We had a long talk & have agreed to go to couples counseling through a church. I've spent the past 2 days at his place; he's taken me out to dinner, bought tons of baby clothes when we went out after my gender scan (it's a girl!), & has been very attentive & nurturing. I hope this lasts!


----------



## justhoping

Seren0613 said:


> He's nice. He's concerned. He's offered to buy maternity clothes. He hugged me so tight at my last OB appointment. He even rubbed my belly.
> 
> It makes me cry. Where was this before? I'm 18 weeks & he's just now acting this way. The way I needed him to be, he is now. It's not fair. I want to think this is a permanent change, I wish it was and we could work things out. It makes me sad.

lots of times it takes longer for it to sink in to the guy...i would see if he really did change and if he did...isnt that a good thing?


----------



## Ceejay123

I hope this lasts Honey. <3.


----------



## Seren0613

It didn't. Things were great til today. He kicked me out. Today was my baby shower - at his friend's house. I was told not to come. Oh, and the day before Mother's Day. Happy Mother's Day to me.


----------



## justhoping

Seren0613 said:


> It didn't. Things were great til today. He kicked me out. Today was my baby shower - at his friend's house. I was told not to come. Oh, and the day before Mother's Day. Happy Mother's Day to me.

im so sorry....you should maybe go to the couciling...if he wont go it can at least help you through this really really tuff time :hugs
:


----------



## Seren0613

I don't think I want to be with someone who kicks me out a month before I'm due.

I'm just worried about custody. Plus he has all of my things (furniture, clothes) in a storage unit. Plus knows everyone I work with. This will cause problems in my life in every way imagineable.


----------



## Ceejay123

Oh honey, be careful x


----------



## Dezireey

I would give a man only one chance to come around if an unexpected pregnancy happens and he freaks out. but now he's left you yet again and kicked you out, I would never bother with this guy again if I were you.

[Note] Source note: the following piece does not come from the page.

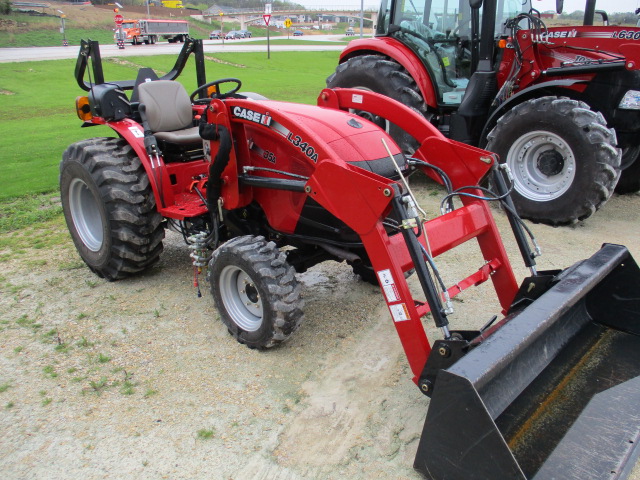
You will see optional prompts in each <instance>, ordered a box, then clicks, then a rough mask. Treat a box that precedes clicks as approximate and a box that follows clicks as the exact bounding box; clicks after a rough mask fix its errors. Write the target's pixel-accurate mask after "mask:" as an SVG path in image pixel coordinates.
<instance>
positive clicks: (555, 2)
mask: <svg viewBox="0 0 640 480" xmlns="http://www.w3.org/2000/svg"><path fill="white" fill-rule="evenodd" d="M294 1H295V2H296V3H300V4H302V5H304V6H306V7H310V8H313V7H320V8H323V9H327V8H341V9H342V8H348V9H354V10H357V9H359V8H360V1H361V0H294ZM363 1H364V7H365V8H367V7H371V8H374V9H376V10H377V9H378V5H379V4H380V2H379V0H363ZM454 1H455V0H454ZM532 2H533V7H534V8H536V9H538V10H540V11H546V10H554V9H555V6H556V2H555V0H532ZM584 4H585V0H564V11H565V12H568V13H571V12H573V11H575V10H584ZM638 7H640V0H608V1H607V0H597V1H596V8H599V9H602V10H606V11H607V13H615V12H634V11H635V9H636V8H638Z"/></svg>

I would just carry on now and do this alone. Far better to get your head into a mindset that he is not in the picture anymore than wait for every time he suddenly may come around and sends you on an emotional roller coaster. If I could have done things differently, I would have totally ignored and blanked out my ex the moment he walked out on me and his unborn child. It is just totally unacceptable and the only way you can show that he has no more chances is to kick him to the kerb for good. Let him come to you when baby is born if he wants to be any sort of father. Judging by his behaviour though sweetie, the outlook is not good. I would also make it clear ( if he comes back again) that he sees the baby on your terms and make it all factual and clinical. Treat him as coldly as he has treated you.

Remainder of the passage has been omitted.